Figure 6: The additional web interface VDRadmin-am gives you a helpful overview of TV programs that are currently showing.

In the current view What's on now?, you will see the programs running on each channel along with a short summary. There are six symbols sitting to the left of each box. These have the following functions:

  • Television – change to this channel.
  • Magnifying glass – search for this show after repeats.
  • Info – Open more information about this show.
  • EPG edits – Here you can change the title so that you can do things later like find the program again more easily.
  • Record – record this program.
  • IMDB – if available, open the current program's page in the Internet Movie Database.

The Playing Today? view shows a very long list to display programs channel by channel, up to the time that each program ends. This is not a very intuitive view, so use the Timeline for an easier interface (Figure 7). Type the time into the entry field in order to get an overview of the programs on each channel for that time of day.

Figure 7: The VDRadmin-am interface's Timeline gives you a quick overview of what programs are currently playing on TV.

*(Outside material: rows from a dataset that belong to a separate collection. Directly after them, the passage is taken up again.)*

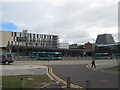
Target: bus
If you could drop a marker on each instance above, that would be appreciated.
(116, 55)
(102, 56)
(46, 55)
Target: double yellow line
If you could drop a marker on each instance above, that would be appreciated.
(62, 81)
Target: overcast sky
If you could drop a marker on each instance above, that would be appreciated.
(77, 21)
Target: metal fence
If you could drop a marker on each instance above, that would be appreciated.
(26, 58)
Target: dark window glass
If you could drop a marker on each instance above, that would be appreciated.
(37, 35)
(20, 34)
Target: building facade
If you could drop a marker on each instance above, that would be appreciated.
(104, 39)
(28, 39)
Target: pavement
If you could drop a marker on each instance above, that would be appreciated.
(63, 68)
(106, 67)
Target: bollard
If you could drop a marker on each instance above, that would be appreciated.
(68, 82)
(88, 84)
(22, 82)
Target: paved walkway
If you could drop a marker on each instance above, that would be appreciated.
(106, 67)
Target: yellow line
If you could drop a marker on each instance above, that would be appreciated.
(60, 80)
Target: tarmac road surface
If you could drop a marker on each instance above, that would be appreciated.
(79, 74)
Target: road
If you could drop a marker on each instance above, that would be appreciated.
(79, 74)
(76, 69)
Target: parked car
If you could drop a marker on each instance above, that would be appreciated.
(6, 58)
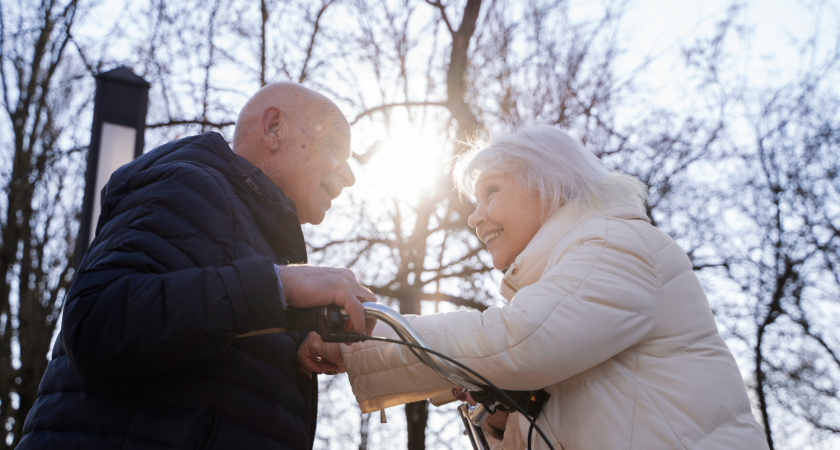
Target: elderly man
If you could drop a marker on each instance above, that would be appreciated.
(172, 330)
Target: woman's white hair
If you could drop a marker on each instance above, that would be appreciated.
(551, 163)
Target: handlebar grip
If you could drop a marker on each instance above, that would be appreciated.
(443, 398)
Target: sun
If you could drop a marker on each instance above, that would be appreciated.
(406, 163)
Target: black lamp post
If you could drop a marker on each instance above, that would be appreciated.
(119, 122)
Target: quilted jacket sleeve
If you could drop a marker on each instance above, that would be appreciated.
(596, 298)
(162, 286)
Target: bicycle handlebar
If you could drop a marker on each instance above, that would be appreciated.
(445, 369)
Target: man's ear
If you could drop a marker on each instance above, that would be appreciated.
(273, 128)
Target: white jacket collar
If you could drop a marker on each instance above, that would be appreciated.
(528, 267)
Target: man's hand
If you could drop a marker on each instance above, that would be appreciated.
(307, 286)
(315, 355)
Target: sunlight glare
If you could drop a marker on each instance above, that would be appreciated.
(407, 163)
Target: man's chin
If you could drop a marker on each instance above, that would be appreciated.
(313, 219)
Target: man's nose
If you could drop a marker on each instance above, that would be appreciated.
(346, 174)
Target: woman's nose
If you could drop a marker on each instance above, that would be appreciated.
(476, 217)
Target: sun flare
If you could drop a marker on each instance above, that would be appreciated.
(406, 163)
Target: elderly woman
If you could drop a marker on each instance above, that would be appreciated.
(604, 313)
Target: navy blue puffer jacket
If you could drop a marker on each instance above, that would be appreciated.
(183, 262)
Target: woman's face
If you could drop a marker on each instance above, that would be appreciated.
(506, 218)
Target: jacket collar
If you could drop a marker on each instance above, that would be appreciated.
(529, 265)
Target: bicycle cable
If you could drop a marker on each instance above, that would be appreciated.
(489, 384)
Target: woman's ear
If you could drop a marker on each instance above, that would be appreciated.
(273, 128)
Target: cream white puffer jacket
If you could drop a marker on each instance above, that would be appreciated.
(606, 314)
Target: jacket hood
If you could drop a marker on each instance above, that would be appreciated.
(209, 150)
(530, 264)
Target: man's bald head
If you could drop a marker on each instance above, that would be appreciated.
(301, 140)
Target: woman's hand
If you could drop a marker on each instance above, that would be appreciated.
(494, 423)
(317, 356)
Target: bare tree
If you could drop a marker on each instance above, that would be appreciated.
(38, 217)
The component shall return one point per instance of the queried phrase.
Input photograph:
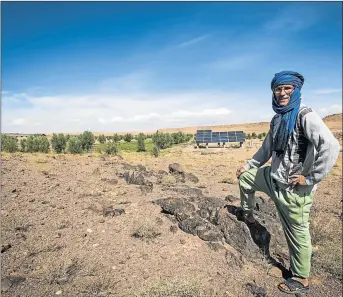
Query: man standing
(303, 152)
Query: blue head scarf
(288, 112)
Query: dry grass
(177, 289)
(146, 230)
(328, 258)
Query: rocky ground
(135, 225)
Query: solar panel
(207, 136)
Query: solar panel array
(207, 136)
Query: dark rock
(111, 181)
(136, 178)
(5, 247)
(256, 290)
(234, 260)
(110, 212)
(215, 245)
(231, 198)
(175, 168)
(22, 228)
(191, 177)
(145, 189)
(211, 219)
(10, 281)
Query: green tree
(23, 147)
(116, 138)
(37, 143)
(74, 145)
(87, 141)
(102, 138)
(9, 143)
(155, 151)
(128, 137)
(58, 143)
(110, 148)
(141, 143)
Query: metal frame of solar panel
(207, 136)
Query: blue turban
(288, 112)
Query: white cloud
(120, 112)
(193, 41)
(336, 108)
(327, 91)
(236, 62)
(18, 122)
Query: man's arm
(325, 143)
(263, 154)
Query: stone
(275, 272)
(5, 247)
(191, 177)
(110, 211)
(175, 168)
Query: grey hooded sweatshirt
(312, 151)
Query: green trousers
(293, 209)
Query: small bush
(58, 143)
(116, 138)
(36, 144)
(74, 145)
(9, 144)
(155, 151)
(141, 143)
(128, 137)
(23, 147)
(87, 141)
(102, 138)
(110, 148)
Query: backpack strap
(300, 142)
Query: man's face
(283, 94)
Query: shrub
(155, 151)
(87, 141)
(58, 143)
(116, 138)
(37, 144)
(74, 145)
(9, 144)
(128, 137)
(102, 138)
(110, 148)
(141, 143)
(23, 147)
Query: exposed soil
(95, 226)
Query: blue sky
(141, 66)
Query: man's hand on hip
(239, 171)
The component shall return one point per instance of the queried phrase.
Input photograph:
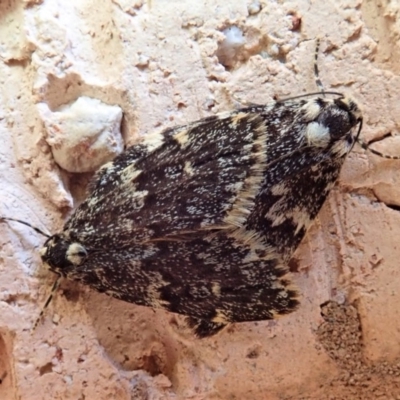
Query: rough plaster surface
(166, 63)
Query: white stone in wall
(83, 135)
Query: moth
(202, 219)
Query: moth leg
(203, 328)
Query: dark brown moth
(202, 219)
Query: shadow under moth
(202, 219)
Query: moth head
(331, 123)
(62, 255)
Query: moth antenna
(27, 224)
(318, 81)
(55, 286)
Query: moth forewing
(202, 219)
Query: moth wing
(176, 183)
(212, 280)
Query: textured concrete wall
(171, 62)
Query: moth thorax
(331, 120)
(76, 254)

At first glance, the Channels section looks like the What's on Now? view. However, this is actually where you look to find the programs that the current broadcast station is playing for the rest of the week. The What's on Now? view on the other hand gives you the entire schedule for all channels today.

Setting up the Timer

The Timer gives you two possible choices for scheduling recordings. The simpler choice requires you to search through one of the program views for a program and then click on it. The program will then appear as a popup window with information about the program. The information is flanked on the left hand side by the symbols described above.

You'll see a red dot, the recording symbol, amongst these. Click on this dot to open the Set new timer dialog. The VDR system automatically transmits all data like the channel, program name and also start and end times. By default the software begins recording 10 minutes before the beginning of the program and stops 10 minutes after the program ends. This offset acts as a buffer in order to account for any changes in broadcast times. Imagine if the last five minutes of a murder mystery went unrecorded for instance! These buffer values can be modified under Configuration | Timer. You can also tick the relevant day of the week for weekly shows in the Day to record line. This VDR will now automatically record the program.

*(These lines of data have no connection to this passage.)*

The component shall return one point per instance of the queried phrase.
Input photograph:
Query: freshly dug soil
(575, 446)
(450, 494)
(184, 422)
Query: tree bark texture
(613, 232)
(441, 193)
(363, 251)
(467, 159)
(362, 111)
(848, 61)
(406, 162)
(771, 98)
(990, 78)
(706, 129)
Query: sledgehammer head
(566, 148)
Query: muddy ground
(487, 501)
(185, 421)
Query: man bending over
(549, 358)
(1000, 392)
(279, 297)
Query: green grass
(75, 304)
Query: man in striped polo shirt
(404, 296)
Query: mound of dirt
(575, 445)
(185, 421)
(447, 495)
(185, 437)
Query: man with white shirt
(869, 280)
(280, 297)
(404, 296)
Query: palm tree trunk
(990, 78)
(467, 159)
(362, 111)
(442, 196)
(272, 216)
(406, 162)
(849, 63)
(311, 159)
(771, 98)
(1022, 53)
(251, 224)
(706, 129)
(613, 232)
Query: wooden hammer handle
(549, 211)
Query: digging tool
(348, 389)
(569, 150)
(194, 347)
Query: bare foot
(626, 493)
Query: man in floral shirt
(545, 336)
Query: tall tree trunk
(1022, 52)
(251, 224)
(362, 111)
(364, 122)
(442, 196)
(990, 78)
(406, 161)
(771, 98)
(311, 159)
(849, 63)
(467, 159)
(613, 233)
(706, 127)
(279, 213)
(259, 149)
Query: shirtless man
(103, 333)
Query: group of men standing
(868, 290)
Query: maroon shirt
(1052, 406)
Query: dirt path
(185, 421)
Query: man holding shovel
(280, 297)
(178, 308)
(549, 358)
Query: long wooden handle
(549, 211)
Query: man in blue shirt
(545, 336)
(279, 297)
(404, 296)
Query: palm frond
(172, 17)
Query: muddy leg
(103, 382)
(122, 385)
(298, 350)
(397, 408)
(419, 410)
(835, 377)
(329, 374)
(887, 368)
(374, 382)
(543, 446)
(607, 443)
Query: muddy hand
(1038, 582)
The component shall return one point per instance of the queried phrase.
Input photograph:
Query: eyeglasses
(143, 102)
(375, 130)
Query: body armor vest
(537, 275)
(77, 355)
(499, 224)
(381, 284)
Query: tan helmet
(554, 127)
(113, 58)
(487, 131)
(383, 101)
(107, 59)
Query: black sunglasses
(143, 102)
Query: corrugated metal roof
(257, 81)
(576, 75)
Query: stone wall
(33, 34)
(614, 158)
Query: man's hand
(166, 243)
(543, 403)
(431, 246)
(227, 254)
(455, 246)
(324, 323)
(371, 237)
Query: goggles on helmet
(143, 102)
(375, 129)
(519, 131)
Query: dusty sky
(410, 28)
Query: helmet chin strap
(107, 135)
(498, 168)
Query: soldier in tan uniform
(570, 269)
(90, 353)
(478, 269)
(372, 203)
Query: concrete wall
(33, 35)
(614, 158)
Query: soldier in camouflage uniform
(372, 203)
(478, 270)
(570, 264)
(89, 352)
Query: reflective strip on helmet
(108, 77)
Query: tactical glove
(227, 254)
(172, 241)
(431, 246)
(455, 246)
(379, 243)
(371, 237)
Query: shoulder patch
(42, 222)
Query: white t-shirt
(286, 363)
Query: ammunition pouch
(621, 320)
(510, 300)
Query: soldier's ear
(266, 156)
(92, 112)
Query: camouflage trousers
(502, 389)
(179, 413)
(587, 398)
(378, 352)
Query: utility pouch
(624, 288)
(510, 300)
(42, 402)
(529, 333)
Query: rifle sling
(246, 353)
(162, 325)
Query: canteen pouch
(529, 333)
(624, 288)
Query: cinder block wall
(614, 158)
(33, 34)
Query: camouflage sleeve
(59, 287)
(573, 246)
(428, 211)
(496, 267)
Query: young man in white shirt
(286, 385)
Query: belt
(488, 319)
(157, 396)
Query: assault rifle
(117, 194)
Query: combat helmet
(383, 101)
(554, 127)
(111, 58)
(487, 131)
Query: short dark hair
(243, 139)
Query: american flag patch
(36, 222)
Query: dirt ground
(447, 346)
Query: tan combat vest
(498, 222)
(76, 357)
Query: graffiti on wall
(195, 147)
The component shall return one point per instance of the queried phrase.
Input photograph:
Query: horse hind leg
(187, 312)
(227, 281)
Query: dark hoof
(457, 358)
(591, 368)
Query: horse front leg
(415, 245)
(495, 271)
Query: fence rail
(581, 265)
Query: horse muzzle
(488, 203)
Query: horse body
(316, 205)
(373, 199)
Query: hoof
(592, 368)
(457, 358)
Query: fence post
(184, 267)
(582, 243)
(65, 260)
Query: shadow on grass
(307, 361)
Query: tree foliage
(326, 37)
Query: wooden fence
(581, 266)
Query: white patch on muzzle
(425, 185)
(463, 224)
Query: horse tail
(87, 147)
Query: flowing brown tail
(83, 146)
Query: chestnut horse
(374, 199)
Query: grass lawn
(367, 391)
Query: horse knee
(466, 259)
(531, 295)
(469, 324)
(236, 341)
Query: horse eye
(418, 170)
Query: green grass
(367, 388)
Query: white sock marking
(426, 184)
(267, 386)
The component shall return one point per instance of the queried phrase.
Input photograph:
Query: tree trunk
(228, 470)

If the remote control is hiding under one of the cushions on your couch, you will find a virtual remote under the Remote control menu option. The Television option displays the luxury version of this software remote control. This view also lets you see the television image and the list of channels (Figure 8). However the interface crunches the television image here into a 4:3 format, making everybody's head look unnaturally elongated.

Figure 8: If necessary, the Raspberry Pi videorecorder can be controlled via the web interface and the current TV image can be streamed to a PC.

At the upper edge of the display screen the system shows the remaining recording capacity. The capacity is represented in GBytes, as well as hours and minutes. The virtual video recorder uses a bit rate consistent with HD recordings.